Open banking is going to reshape expectations around payments. Consumers and businesses want more control and visibility, and open banking enables that. We’ve leaned into this by offering pay by bank and integrating with partners like Plaid. It enables us to offer a more seamless experience without compromising security. For businesses, it means faster onboarding, fewer errors, and better end-user experiences. That’s the direction the market’s moving, and we’re ready for it.
How are enterprise clients using your platform in ways that even surprise your team, and how do those use cases reflect broader fintech innovation?

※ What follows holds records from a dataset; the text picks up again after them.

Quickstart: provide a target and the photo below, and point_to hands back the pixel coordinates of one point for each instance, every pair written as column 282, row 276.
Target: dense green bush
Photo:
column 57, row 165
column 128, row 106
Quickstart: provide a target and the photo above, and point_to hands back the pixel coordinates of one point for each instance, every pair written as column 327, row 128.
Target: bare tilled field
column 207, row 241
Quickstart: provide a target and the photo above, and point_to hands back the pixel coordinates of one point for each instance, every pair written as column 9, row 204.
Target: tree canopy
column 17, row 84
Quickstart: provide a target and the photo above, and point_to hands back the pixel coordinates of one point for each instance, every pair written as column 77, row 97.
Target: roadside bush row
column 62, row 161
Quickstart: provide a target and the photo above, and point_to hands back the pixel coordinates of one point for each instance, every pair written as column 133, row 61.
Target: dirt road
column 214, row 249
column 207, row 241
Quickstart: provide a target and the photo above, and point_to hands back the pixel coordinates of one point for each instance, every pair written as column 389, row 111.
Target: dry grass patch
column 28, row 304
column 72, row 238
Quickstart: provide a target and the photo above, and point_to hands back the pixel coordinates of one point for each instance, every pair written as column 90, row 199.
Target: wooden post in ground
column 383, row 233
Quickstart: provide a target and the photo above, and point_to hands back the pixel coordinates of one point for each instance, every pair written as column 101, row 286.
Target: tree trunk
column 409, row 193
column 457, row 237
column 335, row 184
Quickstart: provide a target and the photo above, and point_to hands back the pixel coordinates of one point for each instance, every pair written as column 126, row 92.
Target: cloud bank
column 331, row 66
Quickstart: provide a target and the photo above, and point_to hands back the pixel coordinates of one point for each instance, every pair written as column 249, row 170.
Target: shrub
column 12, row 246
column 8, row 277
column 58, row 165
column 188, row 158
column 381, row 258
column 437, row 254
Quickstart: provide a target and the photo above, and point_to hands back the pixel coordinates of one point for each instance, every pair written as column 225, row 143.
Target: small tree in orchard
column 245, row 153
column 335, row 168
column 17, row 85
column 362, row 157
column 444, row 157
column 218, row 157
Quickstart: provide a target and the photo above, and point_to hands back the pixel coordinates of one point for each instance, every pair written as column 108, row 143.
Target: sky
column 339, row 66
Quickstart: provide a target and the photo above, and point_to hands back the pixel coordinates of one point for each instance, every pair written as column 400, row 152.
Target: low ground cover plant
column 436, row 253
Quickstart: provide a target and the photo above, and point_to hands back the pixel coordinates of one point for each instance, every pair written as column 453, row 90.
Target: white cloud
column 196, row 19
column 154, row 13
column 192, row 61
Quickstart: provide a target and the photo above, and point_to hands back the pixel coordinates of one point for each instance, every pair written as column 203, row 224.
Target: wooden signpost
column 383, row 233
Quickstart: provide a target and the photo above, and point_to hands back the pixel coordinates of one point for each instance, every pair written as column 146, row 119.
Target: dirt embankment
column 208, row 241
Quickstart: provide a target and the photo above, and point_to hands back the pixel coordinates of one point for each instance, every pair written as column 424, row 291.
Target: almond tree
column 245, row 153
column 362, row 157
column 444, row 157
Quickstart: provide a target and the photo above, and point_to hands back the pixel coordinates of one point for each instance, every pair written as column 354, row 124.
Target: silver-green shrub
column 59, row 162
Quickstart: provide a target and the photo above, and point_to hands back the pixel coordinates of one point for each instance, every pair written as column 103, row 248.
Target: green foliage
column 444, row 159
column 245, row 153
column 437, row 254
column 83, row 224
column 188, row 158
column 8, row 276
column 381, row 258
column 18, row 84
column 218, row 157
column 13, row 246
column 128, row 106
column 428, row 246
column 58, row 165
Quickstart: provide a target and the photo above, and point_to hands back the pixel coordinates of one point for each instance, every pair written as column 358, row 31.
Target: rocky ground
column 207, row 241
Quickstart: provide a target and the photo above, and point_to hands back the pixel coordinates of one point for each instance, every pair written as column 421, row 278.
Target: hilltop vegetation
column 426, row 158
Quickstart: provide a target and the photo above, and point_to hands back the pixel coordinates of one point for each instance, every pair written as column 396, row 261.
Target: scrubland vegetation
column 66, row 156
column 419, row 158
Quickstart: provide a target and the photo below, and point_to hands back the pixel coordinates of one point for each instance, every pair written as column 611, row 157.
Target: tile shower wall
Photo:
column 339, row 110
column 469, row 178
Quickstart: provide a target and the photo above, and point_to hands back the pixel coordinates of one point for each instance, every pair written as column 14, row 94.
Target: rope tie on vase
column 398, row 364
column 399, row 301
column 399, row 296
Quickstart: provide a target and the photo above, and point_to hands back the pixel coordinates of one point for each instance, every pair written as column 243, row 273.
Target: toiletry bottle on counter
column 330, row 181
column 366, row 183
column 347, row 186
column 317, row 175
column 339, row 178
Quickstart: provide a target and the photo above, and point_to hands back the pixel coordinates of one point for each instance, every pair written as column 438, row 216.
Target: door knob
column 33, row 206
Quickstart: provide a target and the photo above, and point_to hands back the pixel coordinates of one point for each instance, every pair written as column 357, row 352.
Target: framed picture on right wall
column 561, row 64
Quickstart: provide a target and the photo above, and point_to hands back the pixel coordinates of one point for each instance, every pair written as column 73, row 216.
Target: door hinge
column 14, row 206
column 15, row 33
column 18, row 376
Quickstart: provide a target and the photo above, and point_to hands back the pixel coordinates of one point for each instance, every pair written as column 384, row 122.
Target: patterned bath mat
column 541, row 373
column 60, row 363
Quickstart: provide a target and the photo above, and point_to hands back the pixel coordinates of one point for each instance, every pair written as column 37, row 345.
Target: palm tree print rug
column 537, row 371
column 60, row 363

We’ve seen clients in industries like insurance and real estate start using Dwolla to move money instantly for tasks like claim payouts or rent distributions. These aren’t use cases people always associate with innovation, but they’re incredibly impactful. One client reduced a multi-day payout process to just minutes. That’s a real result.
It shows how modern payment infrastructure can quietly but fundamentally transform how a business operates.
Dwolla partners with a lot of businesses that embed payments in their workflows. Can you share an example of how one of these partnerships is transforming an industry?
In lending, we work with a partner who uses Dwolla to disburse loans instantly through FedNow. That’s changed how fast they can serve borrowers and improve the customer experience. The whole process, from approval to disbursement, happens in near real-time. That kind of speed used to be impossible in lending. Embedding payments directly into the workflow unlocks real business value.
Beyond payments, what’s the fintech trend you personally find most exciting to watch right now?
I’m really interested in how financial infrastructure is becoming more modular.
Businesses don’t want a black box, they want building blocks they can plug into their own systems.
That’s how we’ve approached our platform: flexible, API-first, and easy to integrate. It’s exciting to see the industry shift in that direction. It gives companies more control and opens the door to a lot more innovation.
We hear a lot about faster payments and better data, but where do you think the real breakthroughs will come from in combining these two worlds—both at Dwolla and across the fintech ecosystem?
The magic happens when payments aren’t just fast, but also rich in data. If you can send a payment and include all the details needed for reconciliation, reporting, or customer service in the same flow, that’s a real breakthrough. At Dwolla, we’re focused on making payments more informative, not just faster. That helps businesses reduce errors, get real-time visibility, and act on the data as it’s happening.
Finally, what’s one piece of advice you’d give to fintech founders building in this environment of rapid change and growing regulatory attention?
Focus on resilience. It’s easy to chase shiny features, but if your infrastructure can’t scale or your compliance is shaky, you won’t last. Build something that people can rely on. It might not feel exciting in the early days, but in the long run, reliability is what builds trust, and trust is what fuels growth in this industry.